Go here: Pressure tank air charge — diagnosis and recharge
Hair, skin, and laundry issues
Well water that looks perfectly clear can still wreak havoc on hair, skin, and clothes. The usual suspects:
- Hard water (calcium and magnesium): Leaves hair brittle and dull, makes skin feel dry and squeaky, leaves a white film on fixtures and shower doors.
- Iron: Orange staining on laundry, rust rings in sinks and tubs.
- Low pH (acidic water): Can strip hair color and irritate skin; also slowly corrodes copper pipes.
Go here: Well water ruining your hair — what’s actually in your water
For iron staining specifically: Removing orange iron stains from laundry
Bacteria and safety concerns
Coliform bacteria (failed a bacteria test, or concerned after flooding or new well work)
Private wells are vulnerable to coliform and E. coli contamination, especially after heavy rainfall, flooding, or any disturbance to the wellhead or casing. If you’ve had a positive coliform test, or if your well was recently worked on, test and treat before drinking.
Go here: Coliform bacteria in well water — testing and treatment
For shock chlorination after a positive test or after well work: How to shock chlorinate a well
PFAS / forever chemicals
Standard well water tests don’t detect PFAS at all. If you live near a military base, airport, or industrial facility, or if you’ve simply never tested for PFAS, this is the one test most well owners are missing.
Go here: Testing well water for PFAS — what you need to know
Not sure where to start? General maintenance first
If your water problems are vague or gradual — slowly declining pressure, increasing odors, aging equipment — the annual maintenance checklist is the right starting point. It catches most problems before they become emergencies.

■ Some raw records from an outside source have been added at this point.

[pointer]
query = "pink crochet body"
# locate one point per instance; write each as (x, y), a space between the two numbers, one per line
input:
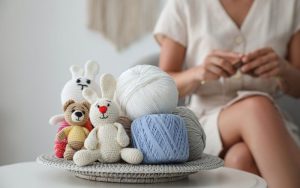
(60, 146)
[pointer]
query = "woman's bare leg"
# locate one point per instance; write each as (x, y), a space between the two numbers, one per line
(239, 156)
(256, 122)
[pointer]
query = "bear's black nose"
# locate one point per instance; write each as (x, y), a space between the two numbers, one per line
(78, 114)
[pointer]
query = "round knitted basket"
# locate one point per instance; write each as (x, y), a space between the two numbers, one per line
(127, 173)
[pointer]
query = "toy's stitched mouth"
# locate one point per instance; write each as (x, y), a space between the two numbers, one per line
(82, 86)
(103, 117)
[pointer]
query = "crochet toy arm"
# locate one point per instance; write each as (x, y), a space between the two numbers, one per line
(63, 133)
(86, 131)
(122, 137)
(54, 120)
(91, 142)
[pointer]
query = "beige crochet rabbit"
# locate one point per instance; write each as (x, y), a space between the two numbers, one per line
(107, 141)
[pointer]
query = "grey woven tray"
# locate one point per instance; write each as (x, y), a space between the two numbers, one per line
(127, 173)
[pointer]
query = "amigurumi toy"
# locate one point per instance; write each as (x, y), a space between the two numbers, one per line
(107, 141)
(76, 115)
(72, 90)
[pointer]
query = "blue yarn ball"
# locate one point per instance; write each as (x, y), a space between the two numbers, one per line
(162, 138)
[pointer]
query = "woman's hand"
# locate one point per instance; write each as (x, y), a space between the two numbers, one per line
(263, 62)
(217, 64)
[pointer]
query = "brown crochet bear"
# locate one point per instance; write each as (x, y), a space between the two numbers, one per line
(76, 114)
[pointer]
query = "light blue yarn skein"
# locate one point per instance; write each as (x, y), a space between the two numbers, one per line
(162, 138)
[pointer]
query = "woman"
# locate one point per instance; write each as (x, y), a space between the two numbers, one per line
(234, 56)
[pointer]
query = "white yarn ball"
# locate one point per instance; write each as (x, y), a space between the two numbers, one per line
(146, 89)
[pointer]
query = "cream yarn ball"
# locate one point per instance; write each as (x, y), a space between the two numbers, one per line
(146, 89)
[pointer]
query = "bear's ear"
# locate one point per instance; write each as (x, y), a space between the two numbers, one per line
(68, 104)
(86, 104)
(90, 95)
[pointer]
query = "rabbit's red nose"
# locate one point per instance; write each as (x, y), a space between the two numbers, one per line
(103, 109)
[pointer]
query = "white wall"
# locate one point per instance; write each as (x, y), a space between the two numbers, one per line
(39, 40)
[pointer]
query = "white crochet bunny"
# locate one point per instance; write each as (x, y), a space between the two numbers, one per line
(107, 141)
(72, 90)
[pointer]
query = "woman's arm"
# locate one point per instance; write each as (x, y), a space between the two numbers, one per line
(291, 72)
(217, 64)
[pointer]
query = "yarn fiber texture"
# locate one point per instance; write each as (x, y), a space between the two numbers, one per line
(162, 138)
(146, 89)
(126, 122)
(196, 135)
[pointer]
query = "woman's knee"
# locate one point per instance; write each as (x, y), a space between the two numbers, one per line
(239, 157)
(256, 104)
(258, 111)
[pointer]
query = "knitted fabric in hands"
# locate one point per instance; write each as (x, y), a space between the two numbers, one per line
(162, 138)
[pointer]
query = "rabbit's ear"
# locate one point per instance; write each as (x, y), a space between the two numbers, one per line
(68, 103)
(90, 95)
(76, 71)
(91, 69)
(108, 86)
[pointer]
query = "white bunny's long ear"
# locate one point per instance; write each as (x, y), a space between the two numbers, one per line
(76, 71)
(90, 95)
(91, 69)
(108, 86)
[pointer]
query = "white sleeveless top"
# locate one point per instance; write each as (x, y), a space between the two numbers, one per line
(203, 25)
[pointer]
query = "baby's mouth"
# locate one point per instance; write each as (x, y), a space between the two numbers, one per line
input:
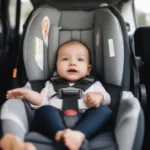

Go here: Well owner’s annual maintenance checklist
For a full overview of treatment options across all water quality issues: Well water filtration guide
The rule of thumb: if you can see it and touch it from your basement or utility room — pressure switch, pressure tank, sediment filter — you can probably diagnose and fix it yourself. If it’s inside the well casing or underground, call a licensed well professional. Pulling a pump requires specialized equipment that doesn’t pay for itself on a single job.
Write down what you observe before you call anyone: Is the breaker tripped? What does the pressure gauge read? Did the pump run at all? A well tech who arrives with that information will diagnose faster and you’ll know if their quote makes sense.